Estelle was definitely out of her basket now.
‘I’m not too young. I’m not! You just don’t understand how things are these days. Everyone in my year is allowed to smoke. Everyone’s allowed to drink. And everyone’s allowed to go out to Fiends. I’ve made arrangements. You can’t treat me like a baby. You have to let me go! You can’t keep me locked in this box!’
Mistake! Mistake!
‘Box?’ You’d think from the dangerously calm tone of Mum’s voice that Estelle’s life expectancy was now measurable in seconds. ‘What box is this, Estelle? I’m looking round for a box.’
Sarcastically, she made the gesture of glancing to left and right. Then, like a flare shooting up to light the sky:
‘This isn’t a box, Estelle! This is a home! A home your father and I have slaved for years to—’

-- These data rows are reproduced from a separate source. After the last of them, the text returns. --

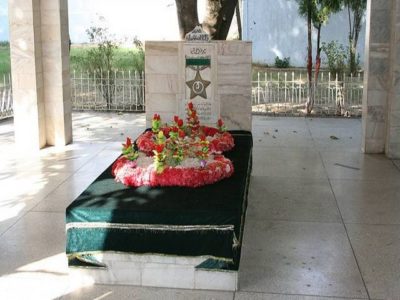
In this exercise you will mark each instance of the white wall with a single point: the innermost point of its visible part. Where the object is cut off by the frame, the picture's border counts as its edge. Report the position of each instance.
(276, 29)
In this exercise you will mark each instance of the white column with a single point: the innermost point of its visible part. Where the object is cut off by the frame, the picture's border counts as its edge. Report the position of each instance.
(377, 80)
(393, 128)
(40, 71)
(27, 74)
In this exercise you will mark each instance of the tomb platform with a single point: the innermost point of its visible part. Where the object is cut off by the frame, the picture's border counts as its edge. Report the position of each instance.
(175, 237)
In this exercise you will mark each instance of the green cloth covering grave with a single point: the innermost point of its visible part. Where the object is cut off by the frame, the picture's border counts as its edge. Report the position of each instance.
(204, 221)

Muffy was tugging desperately at my woolly, trying to pull it down safely over her head. But suddenly Mum stopped. She just broke off. It was extraordinary, as if the flare, instead of sailing in its customary brilliant arc across the sky, had settled directly into a sizzling downward trail before spluttering out into blackness.
‘Oh, you tell her, George! I can’t be bothered.’
Mum reached for her shoulder bag and undid the flap, checking she had her keys. ‘I’ll slip away to the parents’ meeting, and you stay here and explain to Estelle why she can’t go out tonight.’
I’ve never seen Dad move so fast in my life. If Mum had been a live football, and the back door the goal, he couldn’t have moved more smartly to make the save.
‘Oh, no! Oh, no, no, no. I’ll go to the parents’ meeting. You stay here.’
‘No, really, George,’ said Mum. (She sounded so sweet and reasonable that Muffy even lifted up the edge of my woolly to peep in amazement.) ‘Your mechanic was off sick, and you had to answer the telephones and do the servicings, as well as keeping your eye on Sarah. And you’ve been out shopping too. What you ought to do is settle down on the sofa, put your feet up and watch telly.’
It must be Courtesy Week at 27 Beechcroft Avenue.
‘No, no,’ said Dad. ‘Don’t be ridiculous, Bridget. You had horrible clients all morning and the
n a meeting that went on practically all afternoon, and you didn’t even get a proper lunch hour because you had to go to the bank, pay the road tax and get tickets for that puppet show for Muffy. And you came shopping too. So what you need now is a nice long hot bath.’
‘No, no,’ Mum said. ‘I’ll go. You stay.’
‘No, no,’ insisted Dad. ‘You stay. I’ll go.’
They were so taken up with making their chivalrous offers, they didn’t sense the rocket going off.
‘Fine!’ Estelle exploded. ‘Oh, lovely! Really nice for me! First you gang up to stop me having any fun! And then you fight to see who can get out of giving me one good reason why I should lead this boring, miserable life! You’re both mean and selfish and horrible!’
This time Muffy pulled the front of my woolly so far down over her head, her mop of hair came spilling out of my neck hole.
Dad took a very deep breath.
‘Now listen to me, Estelle—’
‘No!’ she howled. ‘No, I won’t! Ever since I could talk you’ve been telling me to listen! I’m not listening any longer! I’ve had enough!’
She wrenched the door to the hall open so hard that, under the cover of my woolly, Muffy still heard it and reached up to put her hands over her ears.
Bang!!!
The whole house shook.
Dad sighed.
‘I don’t know,’ he said. ‘Sometimes I wonder how this house stays upright, the way Estelle slams doors.’
He swung round.
‘Bridg—’ He stopped, aghast. ‘Bridget? Bridget, where are you? Bridget!’